See this notebook as a blog post: http://pages.uoregon.edu/cfulton/posts/state_space_mh.html, along with other state space resources.

In [1]:

%matplotlib inline

import numpy as np
import pandas as pd
import pymc as mc
from scipy import signal
import statsmodels.api as sm
import matplotlib.pyplot as plt

np.set_printoptions(precision=4, suppress=True, linewidth=120)

Suppose we have a time series $Y_T \equiv \{ y_t \}_{t=0}^T$ which we model as local level process:

$$ \begin{align} y_t & = \mu_t + \varepsilon_t, \qquad \varepsilon_t \sim N(0, \sigma_\varepsilon^2) \\ \mu_{t+1} & = \mu_t + \eta_t, \qquad \eta_t \sim N(0, \sigma_\eta^2) \\ \end{align} $$

In this model, there are two unknown parameters, which we will collected in a vector $\psi$, so that: $\psi = (\sigma_\varepsilon^2, \sigma_\eta^2)$; let's set their true values as follows (denoted with the subscript 0):

$$ \psi_0 = (\sigma_{\varepsilon,0}^2, \sigma_{\eta,0}^2) = (3, 10) $$

Finally, we also must specify the prior $\mu_0 \sim N(m_0, P_0)$ to initialize the Kalman filter.

Set $T = 1000$.

In [2]:

# True values
T = 1000
sigma2_eps0 = 3
sigma2_eta0 = 10

# Simulate data
np.random.seed(1234)
eps = np.random.normal(scale=sigma2_eps0**0.5, size=T)
eta = np.random.normal(scale=sigma2_eta0**0.5, size=T)
mu = np.cumsum(eta)
y = mu + eps

# Plot the time series
fig, ax = plt.subplots(figsize=(13,2))
ax.plot(y);
ax.set(xlabel='$T$', title='Simulated series');

It turns out it will be convenient to write the model in terms of the precision of $\varepsilon$, defined to be $h^{-1} \equiv \sigma_\varepsilon^2$, and the ratio of the variances: $q \equiv \sigma_\eta^2 / \sigma_\varepsilon^2$ so that $q h^{-1} = \sigma_\eta^2$.

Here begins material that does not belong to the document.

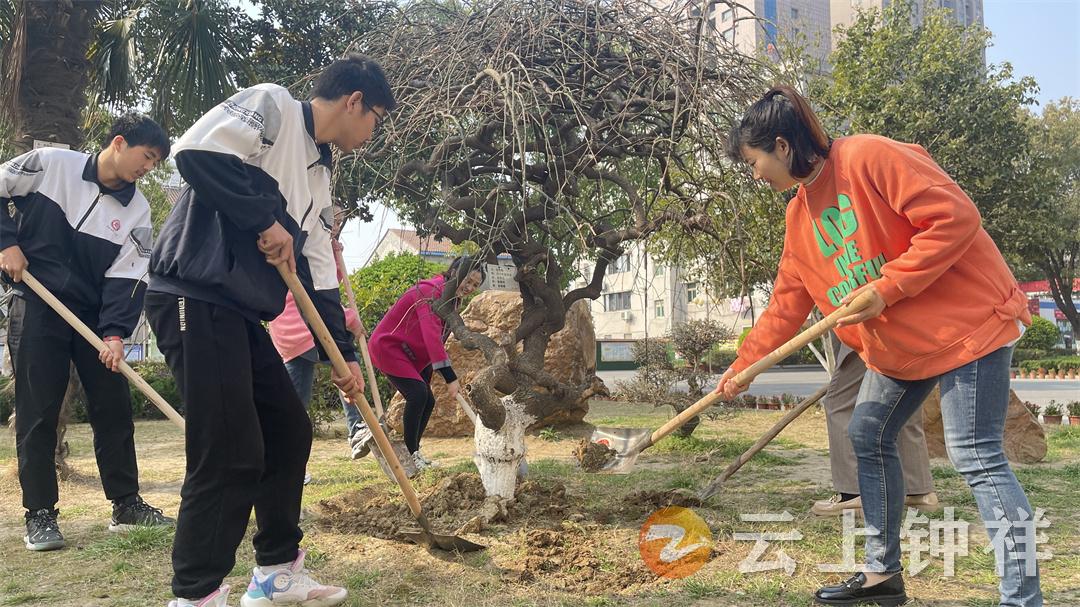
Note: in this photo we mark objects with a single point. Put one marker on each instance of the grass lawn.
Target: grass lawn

Then our error terms can be written:

$$ \varepsilon_t \sim N(0, h^{-1}) \\ \eta_t \sim N(0, q h^{-1}) \\ $$

And the true values are:

$h_0^{-1} = 1 / 3 = 0.33$
$q = 10 / 3 = 3.33$

To take a Bayesian approach to this problem, we assume that $\psi$ is a random variable, and we want to learn about the values of $\psi$ based on the data $Y_T$; in fact we want a density $p(\psi | Y_T)$. To do this, we use Bayes rule to write:

$$ p(\psi | Y_T) = \frac{p(Y_T | \psi) p(\psi)}{p(Y_T)} $$

$$ \underbrace{p(\psi | Y_T)}_{\text{posterior}} \propto \underbrace{p(Y_T | \psi)}_{\text{likelihood}} \underbrace{p(\psi)}_{\text{prior}} $$

The object of interest is the posterior; to achieve it we need to specify a prior density for the unknown parameters and the likelihood function of the model.

Prior¶

We will use the following priors:

Precision¶

Since the precision must be positive, but has no theoretical upper bound, we use a Gamma prior:

$$h \sim \text{Gamma}(\alpha_h, \beta_h)$$

to be specific, the density is written:

$$p(h) = \frac{\beta_h^{\alpha_h}}{\Gamma(\alpha)} h^{\alpha_h-1}e^{-\beta_h h}$$

and we set the hyperparameters as $\alpha_h = 2, \beta_h = 2$. In this case, we have $E(h) = \alpha_h / \beta_h = 1$ and also $E(h^{-1}) = E(\sigma_\varepsilon^2) = 1$.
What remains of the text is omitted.